A reason should be given as to why a proposed name for the new statue is appropriate. The suggestions will be shortlisted at the end of June. There will then be a public vote to decide which name is chosen.
Suggestions can be made by dropping in a note at the station bookshop, by emailing firstname.lastname@example.org or through their Facebook page www.facebook.com/WemyssBayStation/
The unveiling ceremony also gave an opportunity for the Friends of Wemyss Bay Station to celebrate last year's completion of Network Rail's renovation in association with CMAL which won the 2017 RICS Scotland award for infrastructure.
The statue was unveiled on Saturday by John Yellowlees, who was in charge of station adoption at ScotRail until his recent retirement.
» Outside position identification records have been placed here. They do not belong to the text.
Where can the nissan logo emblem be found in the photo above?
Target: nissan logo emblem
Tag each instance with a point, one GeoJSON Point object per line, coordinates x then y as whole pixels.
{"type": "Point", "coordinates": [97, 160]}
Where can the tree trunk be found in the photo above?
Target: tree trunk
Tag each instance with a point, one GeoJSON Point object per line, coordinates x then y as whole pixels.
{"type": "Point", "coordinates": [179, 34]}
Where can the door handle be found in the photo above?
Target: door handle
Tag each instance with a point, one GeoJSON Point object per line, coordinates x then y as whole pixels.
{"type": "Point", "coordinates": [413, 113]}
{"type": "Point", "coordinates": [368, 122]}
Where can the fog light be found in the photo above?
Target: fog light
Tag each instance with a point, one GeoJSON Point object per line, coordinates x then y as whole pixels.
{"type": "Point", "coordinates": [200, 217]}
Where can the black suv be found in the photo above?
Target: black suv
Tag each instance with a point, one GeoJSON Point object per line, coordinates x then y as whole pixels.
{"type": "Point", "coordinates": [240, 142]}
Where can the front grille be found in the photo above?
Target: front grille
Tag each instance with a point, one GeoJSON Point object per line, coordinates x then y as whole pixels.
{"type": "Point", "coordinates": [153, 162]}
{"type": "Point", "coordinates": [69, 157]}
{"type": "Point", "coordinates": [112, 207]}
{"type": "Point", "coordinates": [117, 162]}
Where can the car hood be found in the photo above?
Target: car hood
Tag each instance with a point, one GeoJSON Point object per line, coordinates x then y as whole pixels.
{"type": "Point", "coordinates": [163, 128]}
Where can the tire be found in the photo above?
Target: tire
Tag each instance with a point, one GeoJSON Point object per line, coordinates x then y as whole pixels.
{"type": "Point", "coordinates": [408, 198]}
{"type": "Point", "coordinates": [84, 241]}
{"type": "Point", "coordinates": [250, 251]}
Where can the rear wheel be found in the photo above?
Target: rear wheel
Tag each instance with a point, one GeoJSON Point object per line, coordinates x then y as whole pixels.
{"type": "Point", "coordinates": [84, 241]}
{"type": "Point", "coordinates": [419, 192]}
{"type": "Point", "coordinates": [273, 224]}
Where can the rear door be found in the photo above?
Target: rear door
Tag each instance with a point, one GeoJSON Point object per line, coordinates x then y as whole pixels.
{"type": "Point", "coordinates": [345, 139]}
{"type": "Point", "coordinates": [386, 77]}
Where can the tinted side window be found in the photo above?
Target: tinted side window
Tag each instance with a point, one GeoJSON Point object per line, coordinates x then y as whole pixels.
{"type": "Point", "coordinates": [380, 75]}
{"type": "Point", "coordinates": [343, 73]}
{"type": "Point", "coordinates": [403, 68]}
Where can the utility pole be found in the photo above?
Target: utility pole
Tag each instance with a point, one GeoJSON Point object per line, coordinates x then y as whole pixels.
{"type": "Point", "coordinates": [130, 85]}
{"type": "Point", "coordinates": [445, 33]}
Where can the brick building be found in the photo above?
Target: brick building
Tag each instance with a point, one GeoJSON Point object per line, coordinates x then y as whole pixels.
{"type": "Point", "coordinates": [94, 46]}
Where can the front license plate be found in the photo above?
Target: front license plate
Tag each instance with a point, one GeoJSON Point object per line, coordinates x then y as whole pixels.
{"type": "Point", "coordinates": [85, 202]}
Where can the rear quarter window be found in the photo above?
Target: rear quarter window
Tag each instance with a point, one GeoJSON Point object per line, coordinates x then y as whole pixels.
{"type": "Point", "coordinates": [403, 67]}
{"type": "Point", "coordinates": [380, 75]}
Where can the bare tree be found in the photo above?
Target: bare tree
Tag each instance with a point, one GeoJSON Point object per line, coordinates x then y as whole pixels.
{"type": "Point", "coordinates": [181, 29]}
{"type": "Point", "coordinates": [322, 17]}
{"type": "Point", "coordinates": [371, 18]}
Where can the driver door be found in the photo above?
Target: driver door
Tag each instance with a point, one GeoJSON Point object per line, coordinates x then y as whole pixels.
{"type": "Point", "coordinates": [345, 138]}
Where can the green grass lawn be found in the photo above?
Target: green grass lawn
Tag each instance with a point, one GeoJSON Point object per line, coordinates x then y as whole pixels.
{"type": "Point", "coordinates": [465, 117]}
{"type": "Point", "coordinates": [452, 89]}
Over fifty local people turned up for the event, despite the wet weather.
John, who has been ScotRail's external affairs manager for many years, said: "The unveiling ceremony celebrates the impact of the Friends of Wemyss Bay Station who have become the station's conscience, restoring its humanity and gathering stories about its heritage. Little did I imagine ten years ago that it would come to this, with the gallery and thriving second hand bookshop, the tiered planters, and raised bed gardening making the station a place of pilgrimage where people want to download their past as well as looking to a brighter future as symbolised by this lovely sculpture."